One of the big advantages of underground spaces is the high thermal inertia and the relatively limited cost of construction when the rock mass is of an adequate quality.
Another interesting factor is that while on most developed countries the cost of surface construction has risen increasingly at a steady rate, the cost of underground spaces has remained more or less stable.
This has bridged the gap between surface conventional spaces and underground spaces and has made interesting the construction of goods storage facilities where economies are found in the operation cost.
This operation economy is found, as already stated, in the fact that once the needed temperature inside an underground opening is reached, the rock mass will take years before the temperature level varies significantly.
This advantage makes the underground space particularly interesting for the storage of goods that need a cold environment (like food or drinks), or for the storage of hot water for future use.
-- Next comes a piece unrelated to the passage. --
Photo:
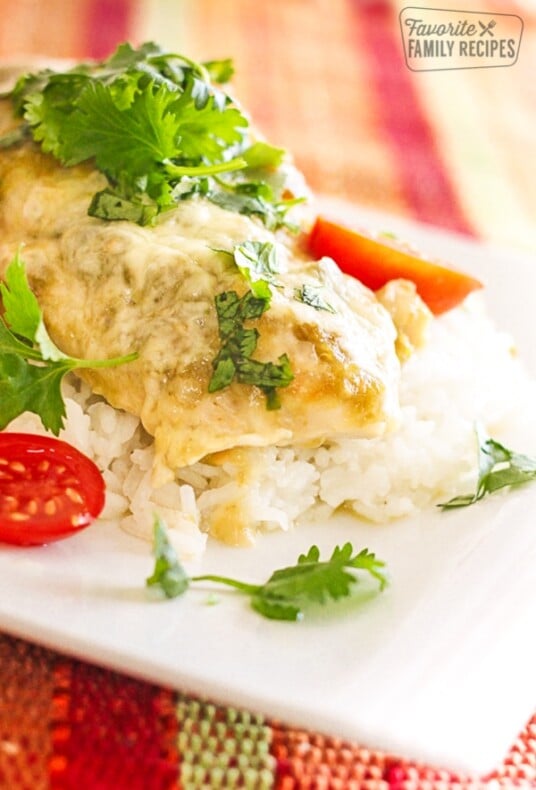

A good example of this use is the the Svalbard Global Seed Vault, a secure seedbank located on the Norwegian island of Spitsbergen near the town of Longyearbyen in the remote Arctic Svalbard archipelago.
The facility was established to preserve a wide variety of plant seeds from locations worldwide in an underground cavern. The Seed Vault holds duplicate samples, or "spare" copies, of seeds held in genebanks worldwide, providing insurance against the loss of seeds in genebanks, as well as a refuge for seeds in the case of large scale regional or global crises.
As the seeds need to be kept at a stable temperature of −18 °C (0 °F), the storage underground within the permafrost helps to maintain low temperatures, also providing a big thermal inertia.
Even if the cooling equipment fails, at least several weeks will elapse before the temperature rises to the −3 °C (30 °F) of the surrounding sandstone bedrock.
Another use of the underground space is the storage of oil and gas.
The advantages are several: higher safety than in the case of surface structures, and reduced risk of leaking when the cavern is built in zones where the water pressure of the rock mass is higher than the gas or oil pressure inside the underground opening.
Some examples are the Jurong Cavern in Singapore, where the first rock cavern is being built to store oil under the man-made island of Jurong.
SubTropolis is a 55,000,000 cubic foot (5,060,000 m³), 1,100-acre (4.5 km2) manmade cave in the bluffs above the Missouri River in Kansas City, Missouri, United States that is claimed to be the world's largest underground storage facility.
The mine naturally maintains temperatures between 65 and 70 degrees Fahrenheit (18 to 21 °C) year-round.
The United States Postal Service and the United States Environmental Protection Agency lease spaces within SubTropolis, the United States Postal Service for its collectible stamp operations and the U.S. Environmental Protection Agency for their Region-7 Training and Logistics Center.